In a recent blog post on the National Association of EHS Managers (NAEM) site (http://greentie.naem.org/2009/05/26/ehs-auditing-in-trying-times/) Frank Brandauer posed several view points about EHS audits and the future of the function.  One viewpoint struck home with me; “With the rise of EHS Management Systems and related System Audits, the actual need for Compliance Audits has been reduced”.  It is our experience that Safety/Environmental Management Systems and the subsequent audits/reviews strengthen and sustain compliance.  We’ve seen the results in both safety and ergonomics management systems.

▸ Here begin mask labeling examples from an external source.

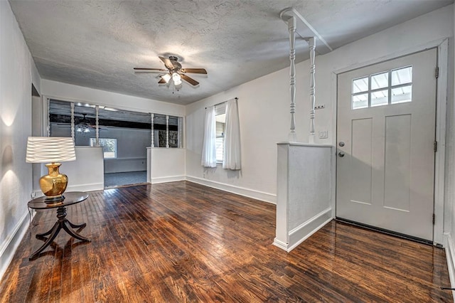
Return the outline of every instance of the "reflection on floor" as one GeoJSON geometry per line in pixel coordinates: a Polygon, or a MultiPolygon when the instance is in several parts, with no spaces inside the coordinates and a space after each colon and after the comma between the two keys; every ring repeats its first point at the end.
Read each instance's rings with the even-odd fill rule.
{"type": "Polygon", "coordinates": [[[146,181],[147,172],[146,171],[105,174],[105,187],[137,184],[146,181]]]}

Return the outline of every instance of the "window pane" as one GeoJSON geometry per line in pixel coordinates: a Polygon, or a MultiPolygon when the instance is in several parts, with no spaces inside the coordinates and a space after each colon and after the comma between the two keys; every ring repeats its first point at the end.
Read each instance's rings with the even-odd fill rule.
{"type": "Polygon", "coordinates": [[[353,80],[353,94],[368,90],[368,77],[353,80]]]}
{"type": "Polygon", "coordinates": [[[392,70],[392,85],[411,83],[412,82],[412,66],[392,70]]]}
{"type": "MultiPolygon", "coordinates": [[[[102,147],[105,159],[117,158],[117,139],[100,138],[100,146],[102,147]]],[[[90,146],[96,147],[96,138],[90,138],[90,146]]]]}
{"type": "Polygon", "coordinates": [[[381,73],[371,76],[371,89],[387,87],[389,86],[389,72],[381,73]]]}
{"type": "Polygon", "coordinates": [[[412,101],[412,85],[392,89],[392,104],[412,101]]]}
{"type": "Polygon", "coordinates": [[[389,91],[388,90],[380,90],[379,92],[373,92],[371,95],[371,107],[387,105],[389,103],[389,91]]]}
{"type": "Polygon", "coordinates": [[[154,115],[154,138],[155,147],[166,147],[166,115],[154,115]]]}
{"type": "Polygon", "coordinates": [[[368,107],[368,94],[353,96],[353,110],[368,107]]]}
{"type": "Polygon", "coordinates": [[[223,137],[216,138],[216,161],[217,162],[223,162],[223,156],[224,153],[224,140],[225,138],[223,137]]]}
{"type": "Polygon", "coordinates": [[[217,115],[216,119],[216,161],[223,163],[224,154],[225,127],[226,122],[225,107],[223,114],[217,115]]]}
{"type": "Polygon", "coordinates": [[[178,117],[169,116],[169,147],[178,147],[178,117]]]}

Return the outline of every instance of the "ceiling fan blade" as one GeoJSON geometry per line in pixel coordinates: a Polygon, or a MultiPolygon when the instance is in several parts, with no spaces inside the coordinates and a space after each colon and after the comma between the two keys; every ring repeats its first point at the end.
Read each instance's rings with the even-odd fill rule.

Checking on progress toward improvement goals, and compliance to regulations, is a critical activity for any successful business.  William Claude Dukenfield* stated it simply, “There comes a time in the affairs of men when we must grab the bull by the tail and face the situation.”  Managing EHS is dynamic, changing daily with business issues, orders, technology and staffing changes.  To be successful in EHS one must “face the situation” frequently and objectively.    (*also known as W.C. Fields)

As industries and agencies move toward more similar or global standards, auditing for compliance to applicable requirements become one integrated step in the overall process/system for managing EHS. The System ensures compliance at each step rather than driving is by a single event (compliance audit).  Organizations that align their ergonomics improvement process with the EHS Management System or continuous improvement process are successful.  Successful is defined as effective, efficient, sustainable over time, and compliant.

So Frank, in response to the question you posed; “Given the maturity of many audit programs and the current economic and regulatory situation, is it time for a change?”.  The answer is yes.  Organizations that manage EHS/ergonomics as system proactively ensure compliance, but more importantly they anticipate and manage risk.